Marlon Chicas,
el tecleño memorioso
Recordar las etapas de la niñez en la que se disfrutaban las costumbres o tradiciones de nuestra época, que poco a poco van desapareciendo producto de la disque “modernidad”, es algo muy agradable. Traigo a la memoria lo que se ha vivido previo al miércoles de ceniza, es decir, el banderillazo de salida a la cuaresma, en Santa Tecla y sus barrios, esto es la celebración del “Martes de Carnaval”.

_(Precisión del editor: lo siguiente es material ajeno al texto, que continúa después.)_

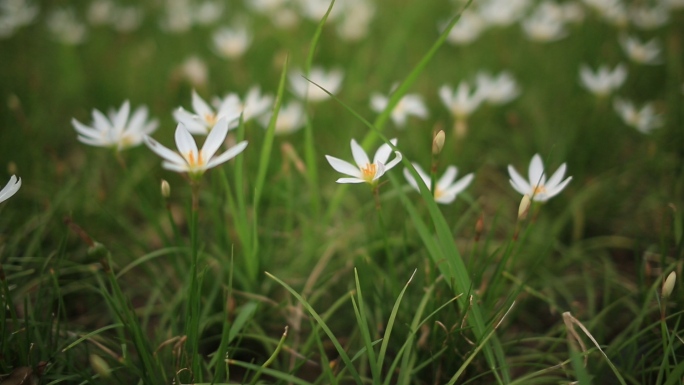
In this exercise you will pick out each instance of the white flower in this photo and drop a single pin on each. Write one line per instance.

En la mayoría de las tiendas, conocidas en mi niñez como pulperías, existía la tradición de vender cascarones de huevos coloreados, cuyo interior estaba relleno de harina, confeti y en raras ocasiones aserrín, cubiertos de la base con papel de china. Estos huevos eran comercializados en canastos, en los negocios de las recordadas doña Olimpia (+) y Tonita Reales (+) allá en mi querido Barrio El Calvario.
La necesidad era fuente de creatividad ya que, debido a los niveles de pobreza en muchos de los barrios tecleños, no todos teníamos los diez centavos de colón, para adquirir los divertidos huevos, lo que motivaba la “rebusca” para obtener algunos centavos. Estas formas podían ser actuar como: mensajero o detective privado de celosas mujeres; hacer mandados, o cuidar de los vehículos de los amigos de lo ajeno, entre otras cosas.
Los menos afortunados solían escudriñar entre los desperdicios, que los comedores arrojaban, para extraer de ellos, los benditos cascarones de huevo. Luego de una estricta asepsia eliminaban los residuos de la clara, dejándolos secar al sol por un par de horas. Posteriormente, tijeras en mano, cortaban diminutos pedazos de papel periódico que servían de relleno, para luego sellar la base con el papel sobrante. El toque final era decorar, con acuarelas o pintura de agua, las cáscaras.
La emoción embargaba a la cipotada del barrio, que se ingeniaba formas distractoras para sorprender a los incautos parroquianos, con la finalidad de estrellar, en sus cabezas, los cascarones, dejando al pringado con recuerdos en su cabellera o vestimenta. La diversión abarcaba a los adultos quienes, como chiquillos, hacían sus travesuras con sus hijos, rompiéndoles cascarones en la testa, arrancándoles enojo, susto o una hilarante risotada.
No era raro disfrutar de batallas campales entre equipos de barriada con el propósito de quebrar la mayor cantidad de huevos al equipo contrario, quedando al final sobre la calle una alfombra de harina de pan, confeti, papel picado, aserrín o con lo que se les ocurriera rellenarlos. Lo único que se buscaba era divertirse y olvidar por un rato la tristeza y marginación de un pueblo sumergido en la pobreza, con la ilusión de un futuro mejor.
Muchas de nuestras tradiciones van desapareciendo paulatinamente dando paso a culturas importadas como: video juegos, teléfonos celulares, televisión por cable, etc. Desafortunadamente al ser usada de forma inapropiada, la tecnología, puede sumergir al ser humano en un mundo de individualismo donde lo primero soy yo y lo último yo.
Un llamado a las nuevas generaciones para que rescaten nuestras tradiciones e identidad cultural, tan abundantes en valores como la solidaridad, la fraternidad, el sano entretenimiento, que no tienen que desaparecer en la formación de los niños y niñas de los barrios. ¡Viva el martes de carnaval!